11.2 Different types of investigation¶
11.2.1 Classification¶
The research question informs what type of investigation is required. Investigations can be divided broadly into the following types:
Description
Prediction
Causality and explanation
Hernan, Hsu & Healy (Chance, 2019) set out to classify data science tasks and used three classifications: Description, Prediction, and Counterfactual prediction (meaning causality). Schmueli (Statistical Science, 2010) also described similar classifications: Descriptive modelling, Predictive modelling, and Explanatory modelling. See also Hand (Harvard Data Science Review, 2019) for a nice discussion on this topic.
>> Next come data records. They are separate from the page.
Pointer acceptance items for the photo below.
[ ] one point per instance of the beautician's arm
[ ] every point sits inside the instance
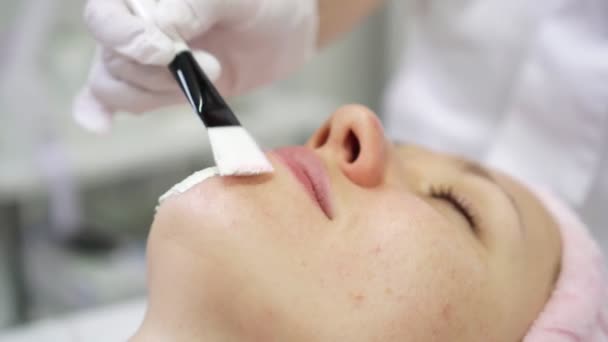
(339, 16)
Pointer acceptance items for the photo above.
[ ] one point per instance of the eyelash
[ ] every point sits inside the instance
(447, 193)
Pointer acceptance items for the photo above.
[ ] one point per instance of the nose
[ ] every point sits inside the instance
(354, 137)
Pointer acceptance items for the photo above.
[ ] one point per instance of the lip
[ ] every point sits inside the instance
(310, 172)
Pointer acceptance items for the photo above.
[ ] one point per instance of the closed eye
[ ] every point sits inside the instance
(459, 203)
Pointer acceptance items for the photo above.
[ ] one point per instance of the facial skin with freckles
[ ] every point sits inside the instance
(414, 245)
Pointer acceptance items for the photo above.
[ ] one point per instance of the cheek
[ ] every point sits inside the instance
(407, 270)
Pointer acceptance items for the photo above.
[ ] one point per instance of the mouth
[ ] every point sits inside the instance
(308, 169)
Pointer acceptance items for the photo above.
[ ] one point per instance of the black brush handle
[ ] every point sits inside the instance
(200, 92)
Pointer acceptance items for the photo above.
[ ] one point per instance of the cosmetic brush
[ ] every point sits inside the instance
(234, 150)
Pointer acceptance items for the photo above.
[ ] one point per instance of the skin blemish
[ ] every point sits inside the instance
(358, 298)
(377, 250)
(446, 311)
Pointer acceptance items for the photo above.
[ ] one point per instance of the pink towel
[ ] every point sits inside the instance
(578, 307)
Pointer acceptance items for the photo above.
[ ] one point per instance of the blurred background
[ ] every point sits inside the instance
(75, 208)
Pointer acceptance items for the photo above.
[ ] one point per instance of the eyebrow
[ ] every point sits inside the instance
(478, 170)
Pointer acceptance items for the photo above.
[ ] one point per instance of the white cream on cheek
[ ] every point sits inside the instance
(188, 183)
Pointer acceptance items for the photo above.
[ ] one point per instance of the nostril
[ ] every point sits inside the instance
(322, 137)
(352, 146)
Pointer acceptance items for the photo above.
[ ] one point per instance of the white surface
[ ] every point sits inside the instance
(109, 324)
(190, 182)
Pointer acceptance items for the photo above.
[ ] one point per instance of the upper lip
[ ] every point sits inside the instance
(310, 172)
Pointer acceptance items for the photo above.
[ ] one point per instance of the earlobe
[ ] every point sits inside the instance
(354, 139)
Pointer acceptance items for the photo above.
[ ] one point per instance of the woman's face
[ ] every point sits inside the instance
(351, 239)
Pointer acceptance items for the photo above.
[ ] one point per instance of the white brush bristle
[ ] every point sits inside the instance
(236, 153)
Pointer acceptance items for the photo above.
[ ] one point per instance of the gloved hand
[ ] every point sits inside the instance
(255, 41)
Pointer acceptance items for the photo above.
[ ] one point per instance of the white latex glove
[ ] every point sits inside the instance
(255, 41)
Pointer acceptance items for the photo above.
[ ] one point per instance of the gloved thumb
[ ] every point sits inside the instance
(210, 65)
(90, 114)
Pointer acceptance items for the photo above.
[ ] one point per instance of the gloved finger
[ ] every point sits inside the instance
(210, 65)
(187, 19)
(115, 27)
(120, 95)
(90, 114)
(155, 78)
(148, 77)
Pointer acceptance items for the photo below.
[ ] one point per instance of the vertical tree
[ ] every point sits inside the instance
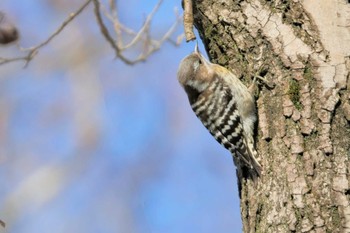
(303, 137)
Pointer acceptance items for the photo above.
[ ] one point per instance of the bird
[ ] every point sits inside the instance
(224, 105)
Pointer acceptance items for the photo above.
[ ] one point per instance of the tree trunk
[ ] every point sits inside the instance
(303, 137)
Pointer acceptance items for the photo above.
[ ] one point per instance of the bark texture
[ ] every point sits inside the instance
(303, 138)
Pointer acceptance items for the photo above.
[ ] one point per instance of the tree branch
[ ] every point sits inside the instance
(32, 51)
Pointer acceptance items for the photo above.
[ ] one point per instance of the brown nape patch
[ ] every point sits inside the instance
(192, 93)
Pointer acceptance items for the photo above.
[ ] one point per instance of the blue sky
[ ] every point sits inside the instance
(89, 144)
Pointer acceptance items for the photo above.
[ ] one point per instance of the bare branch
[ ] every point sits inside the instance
(32, 51)
(142, 36)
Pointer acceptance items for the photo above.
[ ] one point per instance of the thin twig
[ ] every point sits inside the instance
(143, 36)
(188, 20)
(32, 51)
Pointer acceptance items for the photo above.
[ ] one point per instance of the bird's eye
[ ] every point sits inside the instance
(196, 65)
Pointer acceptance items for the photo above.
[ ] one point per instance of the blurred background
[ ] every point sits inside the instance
(90, 144)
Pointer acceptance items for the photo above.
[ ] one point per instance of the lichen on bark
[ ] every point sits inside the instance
(303, 130)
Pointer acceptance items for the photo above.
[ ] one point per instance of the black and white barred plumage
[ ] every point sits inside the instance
(224, 105)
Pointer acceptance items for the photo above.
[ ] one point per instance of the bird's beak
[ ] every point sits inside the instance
(196, 51)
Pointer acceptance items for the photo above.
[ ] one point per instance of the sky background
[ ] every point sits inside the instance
(89, 144)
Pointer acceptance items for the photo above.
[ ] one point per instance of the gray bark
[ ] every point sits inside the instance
(303, 137)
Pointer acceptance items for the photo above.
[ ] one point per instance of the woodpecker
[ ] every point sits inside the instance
(224, 105)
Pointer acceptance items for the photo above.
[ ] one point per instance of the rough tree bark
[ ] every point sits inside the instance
(303, 136)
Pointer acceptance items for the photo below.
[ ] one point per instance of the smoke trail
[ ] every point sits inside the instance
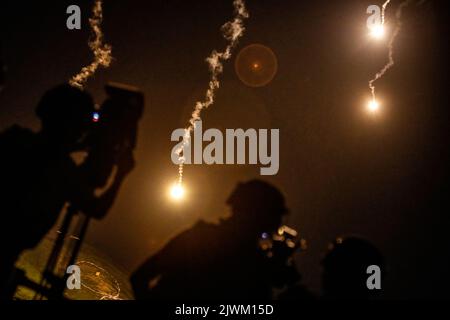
(390, 62)
(102, 51)
(383, 10)
(232, 31)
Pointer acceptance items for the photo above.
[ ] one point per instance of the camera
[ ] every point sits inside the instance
(113, 131)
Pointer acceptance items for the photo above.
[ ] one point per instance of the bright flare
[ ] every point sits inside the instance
(373, 106)
(177, 191)
(377, 32)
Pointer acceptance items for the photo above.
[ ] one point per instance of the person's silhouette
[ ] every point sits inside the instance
(39, 175)
(222, 261)
(345, 268)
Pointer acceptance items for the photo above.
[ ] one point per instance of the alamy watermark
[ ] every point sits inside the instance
(236, 146)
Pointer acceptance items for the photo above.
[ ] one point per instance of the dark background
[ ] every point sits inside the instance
(342, 171)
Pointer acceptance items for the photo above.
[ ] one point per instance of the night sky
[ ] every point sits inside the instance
(342, 170)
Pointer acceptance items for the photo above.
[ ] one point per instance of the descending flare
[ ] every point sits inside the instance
(232, 31)
(390, 62)
(101, 51)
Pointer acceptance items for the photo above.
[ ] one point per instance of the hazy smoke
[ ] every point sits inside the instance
(102, 51)
(232, 31)
(390, 62)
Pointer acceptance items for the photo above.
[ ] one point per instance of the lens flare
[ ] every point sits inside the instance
(177, 192)
(373, 106)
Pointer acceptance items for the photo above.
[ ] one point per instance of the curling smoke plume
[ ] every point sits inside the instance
(390, 62)
(232, 31)
(101, 51)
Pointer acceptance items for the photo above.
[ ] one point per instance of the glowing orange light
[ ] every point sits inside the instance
(377, 32)
(177, 192)
(373, 106)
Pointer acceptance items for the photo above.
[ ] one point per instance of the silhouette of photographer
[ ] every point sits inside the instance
(224, 261)
(39, 176)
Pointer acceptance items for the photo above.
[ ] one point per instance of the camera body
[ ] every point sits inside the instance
(114, 131)
(279, 249)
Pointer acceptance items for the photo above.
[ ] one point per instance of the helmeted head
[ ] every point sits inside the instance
(65, 113)
(345, 268)
(257, 205)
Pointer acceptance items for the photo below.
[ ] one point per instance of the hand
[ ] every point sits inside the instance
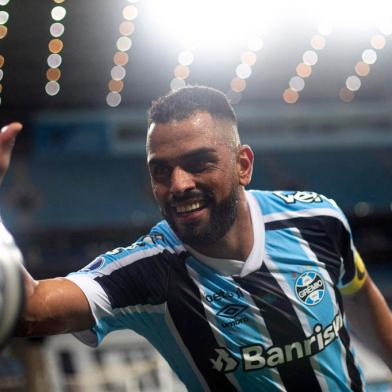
(7, 140)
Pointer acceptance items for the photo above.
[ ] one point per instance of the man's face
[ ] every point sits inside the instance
(194, 177)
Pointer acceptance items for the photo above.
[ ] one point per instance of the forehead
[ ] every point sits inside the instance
(174, 138)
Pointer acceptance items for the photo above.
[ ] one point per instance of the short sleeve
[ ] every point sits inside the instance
(123, 288)
(353, 273)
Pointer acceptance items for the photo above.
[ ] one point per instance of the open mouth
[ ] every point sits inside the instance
(190, 208)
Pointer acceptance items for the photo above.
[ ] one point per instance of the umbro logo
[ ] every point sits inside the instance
(224, 362)
(231, 311)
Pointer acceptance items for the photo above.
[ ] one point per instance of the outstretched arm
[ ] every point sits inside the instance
(53, 306)
(371, 320)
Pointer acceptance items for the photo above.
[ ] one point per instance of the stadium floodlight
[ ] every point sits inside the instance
(206, 22)
(226, 22)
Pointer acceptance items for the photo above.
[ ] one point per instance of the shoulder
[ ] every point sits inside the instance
(151, 252)
(304, 205)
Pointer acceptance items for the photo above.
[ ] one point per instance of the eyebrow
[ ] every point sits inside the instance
(198, 154)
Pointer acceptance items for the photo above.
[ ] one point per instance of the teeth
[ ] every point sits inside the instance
(189, 208)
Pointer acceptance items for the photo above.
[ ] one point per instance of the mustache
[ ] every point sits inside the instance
(189, 194)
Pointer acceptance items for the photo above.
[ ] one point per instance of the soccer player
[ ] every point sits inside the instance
(238, 289)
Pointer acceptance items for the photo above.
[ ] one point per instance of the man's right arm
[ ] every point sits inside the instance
(53, 306)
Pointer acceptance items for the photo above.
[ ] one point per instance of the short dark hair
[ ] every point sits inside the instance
(182, 103)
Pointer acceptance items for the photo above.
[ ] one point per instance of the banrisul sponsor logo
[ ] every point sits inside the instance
(310, 288)
(256, 356)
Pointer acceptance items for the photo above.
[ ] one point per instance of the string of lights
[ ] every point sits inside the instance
(244, 69)
(309, 60)
(182, 69)
(4, 16)
(56, 45)
(362, 68)
(120, 58)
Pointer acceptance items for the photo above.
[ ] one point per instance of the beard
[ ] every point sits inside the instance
(222, 217)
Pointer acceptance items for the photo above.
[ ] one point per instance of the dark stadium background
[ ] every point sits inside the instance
(78, 184)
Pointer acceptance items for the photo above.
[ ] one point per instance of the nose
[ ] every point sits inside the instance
(181, 181)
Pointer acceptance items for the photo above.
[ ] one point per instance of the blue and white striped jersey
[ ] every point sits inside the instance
(274, 322)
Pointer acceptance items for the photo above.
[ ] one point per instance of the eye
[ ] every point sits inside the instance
(197, 166)
(160, 172)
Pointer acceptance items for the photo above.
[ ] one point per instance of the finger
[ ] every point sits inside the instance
(8, 135)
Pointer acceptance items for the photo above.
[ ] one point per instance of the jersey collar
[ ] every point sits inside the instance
(228, 267)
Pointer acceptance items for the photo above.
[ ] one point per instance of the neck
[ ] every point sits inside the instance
(237, 243)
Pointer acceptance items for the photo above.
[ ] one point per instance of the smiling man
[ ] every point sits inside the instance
(238, 290)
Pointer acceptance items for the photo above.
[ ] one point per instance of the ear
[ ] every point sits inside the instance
(245, 164)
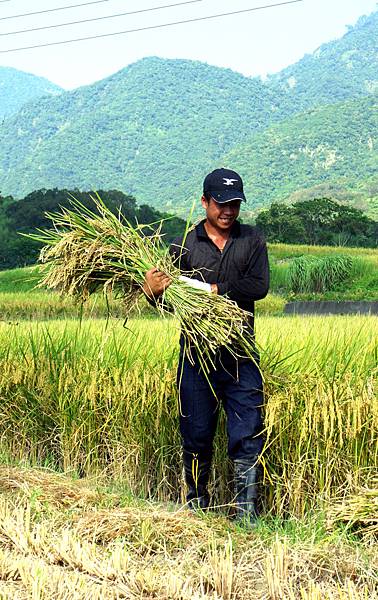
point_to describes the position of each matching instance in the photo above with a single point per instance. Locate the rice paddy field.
(92, 496)
(91, 483)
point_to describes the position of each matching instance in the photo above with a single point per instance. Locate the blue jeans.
(240, 391)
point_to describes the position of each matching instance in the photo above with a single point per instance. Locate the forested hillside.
(332, 145)
(146, 130)
(339, 70)
(17, 88)
(155, 128)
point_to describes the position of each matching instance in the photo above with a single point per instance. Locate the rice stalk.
(86, 252)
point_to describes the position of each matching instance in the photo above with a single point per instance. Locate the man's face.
(221, 216)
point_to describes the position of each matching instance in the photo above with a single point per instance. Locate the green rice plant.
(96, 397)
(87, 251)
(313, 274)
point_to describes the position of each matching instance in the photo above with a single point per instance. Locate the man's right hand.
(155, 283)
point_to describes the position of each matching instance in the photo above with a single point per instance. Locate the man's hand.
(155, 283)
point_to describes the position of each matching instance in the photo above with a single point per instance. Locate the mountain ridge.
(154, 128)
(18, 88)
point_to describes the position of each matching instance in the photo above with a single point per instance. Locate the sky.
(253, 43)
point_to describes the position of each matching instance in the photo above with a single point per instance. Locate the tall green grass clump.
(319, 274)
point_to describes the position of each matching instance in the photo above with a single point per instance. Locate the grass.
(61, 538)
(319, 274)
(102, 398)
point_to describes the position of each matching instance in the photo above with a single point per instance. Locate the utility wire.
(149, 28)
(133, 12)
(40, 12)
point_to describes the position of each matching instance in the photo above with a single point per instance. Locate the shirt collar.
(201, 231)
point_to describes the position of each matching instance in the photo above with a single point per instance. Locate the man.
(231, 259)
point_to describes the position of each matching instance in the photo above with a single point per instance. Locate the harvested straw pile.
(90, 251)
(50, 487)
(359, 510)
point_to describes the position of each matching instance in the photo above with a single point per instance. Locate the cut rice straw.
(87, 251)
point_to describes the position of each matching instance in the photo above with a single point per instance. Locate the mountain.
(327, 148)
(17, 88)
(340, 70)
(146, 130)
(155, 128)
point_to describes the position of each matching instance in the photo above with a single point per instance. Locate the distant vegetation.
(157, 127)
(332, 145)
(338, 70)
(321, 221)
(18, 88)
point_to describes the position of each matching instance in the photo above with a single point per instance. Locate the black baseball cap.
(224, 185)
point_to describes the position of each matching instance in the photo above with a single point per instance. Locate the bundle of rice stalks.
(156, 529)
(359, 510)
(89, 251)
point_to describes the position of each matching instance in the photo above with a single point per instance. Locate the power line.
(102, 35)
(133, 12)
(40, 12)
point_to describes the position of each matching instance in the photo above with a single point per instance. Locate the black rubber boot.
(197, 472)
(246, 482)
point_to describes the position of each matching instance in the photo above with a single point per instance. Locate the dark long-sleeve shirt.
(240, 270)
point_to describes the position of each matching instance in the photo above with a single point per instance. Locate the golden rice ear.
(90, 251)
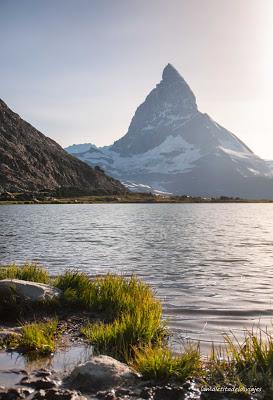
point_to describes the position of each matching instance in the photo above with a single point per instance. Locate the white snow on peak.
(172, 155)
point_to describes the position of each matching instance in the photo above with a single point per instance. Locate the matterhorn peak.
(170, 73)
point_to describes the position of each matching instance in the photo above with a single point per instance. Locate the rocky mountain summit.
(30, 161)
(172, 147)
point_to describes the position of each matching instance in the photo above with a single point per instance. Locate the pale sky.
(78, 69)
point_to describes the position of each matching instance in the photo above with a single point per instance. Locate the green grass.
(128, 305)
(160, 364)
(27, 272)
(244, 363)
(38, 337)
(121, 338)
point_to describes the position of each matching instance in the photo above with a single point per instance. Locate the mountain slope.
(30, 161)
(171, 146)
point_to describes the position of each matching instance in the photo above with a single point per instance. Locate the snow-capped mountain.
(172, 147)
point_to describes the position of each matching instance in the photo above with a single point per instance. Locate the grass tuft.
(38, 337)
(160, 364)
(244, 363)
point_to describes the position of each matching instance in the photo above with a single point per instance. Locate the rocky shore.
(119, 319)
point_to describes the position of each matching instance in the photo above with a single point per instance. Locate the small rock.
(43, 373)
(39, 383)
(32, 291)
(101, 373)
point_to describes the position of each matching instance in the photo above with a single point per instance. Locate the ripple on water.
(211, 264)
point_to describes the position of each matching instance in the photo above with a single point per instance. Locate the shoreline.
(121, 319)
(133, 199)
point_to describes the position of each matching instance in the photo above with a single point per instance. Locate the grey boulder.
(100, 373)
(31, 291)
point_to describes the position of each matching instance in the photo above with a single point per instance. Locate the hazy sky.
(77, 69)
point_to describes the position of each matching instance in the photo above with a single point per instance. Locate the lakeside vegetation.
(129, 327)
(134, 198)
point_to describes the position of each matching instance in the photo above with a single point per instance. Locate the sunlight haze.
(77, 70)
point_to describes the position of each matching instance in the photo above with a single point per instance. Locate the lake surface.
(211, 264)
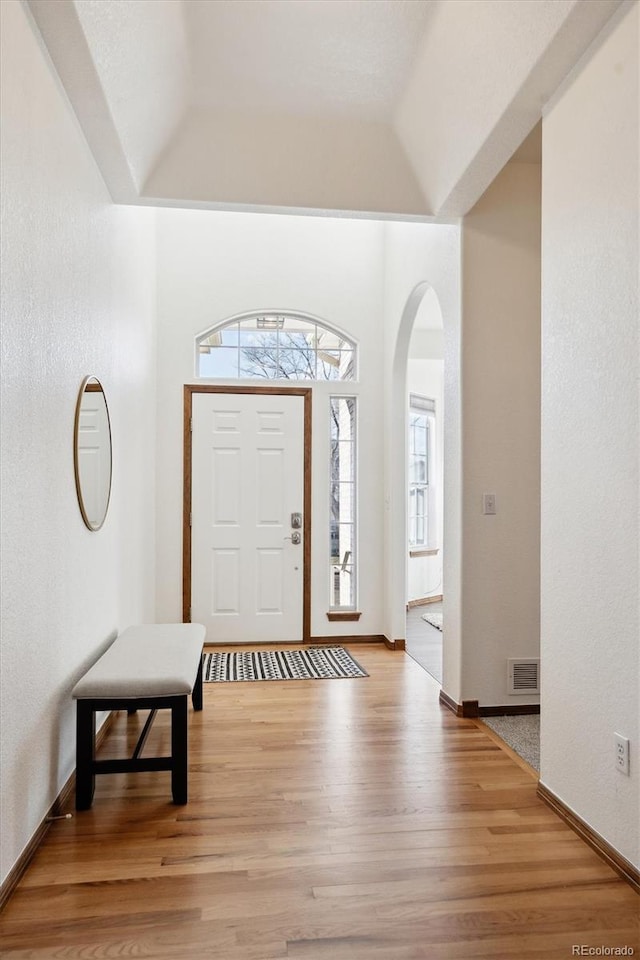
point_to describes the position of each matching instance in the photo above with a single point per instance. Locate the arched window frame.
(321, 360)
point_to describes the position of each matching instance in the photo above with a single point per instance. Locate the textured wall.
(77, 298)
(590, 438)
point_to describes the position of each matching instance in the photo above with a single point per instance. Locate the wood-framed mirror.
(92, 453)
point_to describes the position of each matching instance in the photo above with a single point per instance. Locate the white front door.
(247, 481)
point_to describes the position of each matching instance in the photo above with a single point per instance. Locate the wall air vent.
(523, 676)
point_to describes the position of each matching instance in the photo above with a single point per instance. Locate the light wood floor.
(328, 820)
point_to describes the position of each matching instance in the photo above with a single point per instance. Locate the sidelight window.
(421, 422)
(342, 504)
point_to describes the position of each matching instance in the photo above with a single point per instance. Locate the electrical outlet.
(622, 753)
(489, 504)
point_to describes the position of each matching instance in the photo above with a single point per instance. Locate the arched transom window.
(275, 346)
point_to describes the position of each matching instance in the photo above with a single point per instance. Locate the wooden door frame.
(306, 393)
11.2.2 Implications of investigation type¶
The distinction between the different types of investigation is crucial because it has a fundamental impact on the steps of the analysis and beyond. For example, the investigation type influences:
How we decide what variables are to be included in the analysis
What analysis methods to use
How we assess the fit/performance of the model or oter analysis approach used
How we present the results from the analysis
How the findings might be used in practice
How we need to work with other experts at different stages
11.2.3 The role of study design¶
The different types of investigation may be performed using data from studies of different design. Having posed a research question, we can consider (with input from collaborators) what data are required to answer it robustly, including whether new data collection is needed, or whether there are existing data that could be used to address the question. This process needs to take into account considerations of cost, timeliness, feasibility and ethics. For example, for some questions our ideal study could be a randomized controlled trial, but to perform one would require such long followup that it would be infeasible and unethical, and so we would turn to observational data to address the research question. There is a major emphasis in the recent biostatistical and epidemiological literature on the use of ‘found’ data from sources such as electronic health records, which present great opportunities to answer research questions using data on a large number of individuals, but also present challenges for analysis and interpretation. All three types of investigation may make use of observational data. Randomized controlled trials are designed to estimate treatment effects (i.e. for causal investigations), but secondary analyses of trial data can be used in other types of investigation, such as to develop a prediction model.